Diet Fallacy #10: “Your diet should consist of a certain fixed ratio of protein / fat / carbs”
Ori Hofmekler
September 20, 2005 09:18 AM
Diet Fallacy #10: "Your diet should consist of a certain fixed ratio of protein / fat / carbs"
The suggestion that there is one nutritional ratio of protein /fat/carbs that fits all humans is ludicrous.
So is the notion that there is an ideal "Zone" upon which all humans reach peak performance.
There isn't yet any substantiated scientific evidence to back up these claims. In fact, quite the opposite: there is a substantial amount of evidence that humans have primarily adapted to thrive while rotating between different seasonal foods and thus different ratios of macronutrients.
Furthermore, due to the primal necessity to survive on different accessible food sources (i.e. vegetarian or animal food) humans were forced to cycle their diet and adapt to different ratios of protein/fat/carbs. There is no "one ratio that fits all".

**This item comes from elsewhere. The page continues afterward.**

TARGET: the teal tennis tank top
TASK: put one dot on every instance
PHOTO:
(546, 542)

It has been established that people in different climates differ in their capacity to utilize foods. By virtue of adaptation to the arctic climate, Inuits fare better on raw fish and blubber. Native Africans who have adapted to a warm, tropical climate, survive better on grains or fruits.
The notion of a fixed ratio of protein/fat/carbs is an attempt to apply an over-simplistic theory to a desperate demand by the diet-addicts for a quick fix.

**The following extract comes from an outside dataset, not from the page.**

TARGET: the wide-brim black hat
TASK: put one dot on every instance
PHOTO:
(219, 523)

When it comes down to nutrition there is no quick fix and for that matter no fixed ratios.
The ongoing debate between the original 30/30/60 ratios versus the 40/30/30 or the 45/25/30 is essentially a dog chasing its own tail. It's noting more than a well-orchestrated marketing scheme to feed the addiction to fads.
Scientists contest that we carry the same genes as our ancestors, the cavemen. Our body is therefore primarily adapted to better survive on food and exercise that closely mimics the way we ate and lived about 10,000 years ago.
Does it make sense that while fighting for survival in hard primal conditions, the caveman had the time and means to carefully measure the ratio between protein fat and carbs in his meals so that he would be in the "Zone"?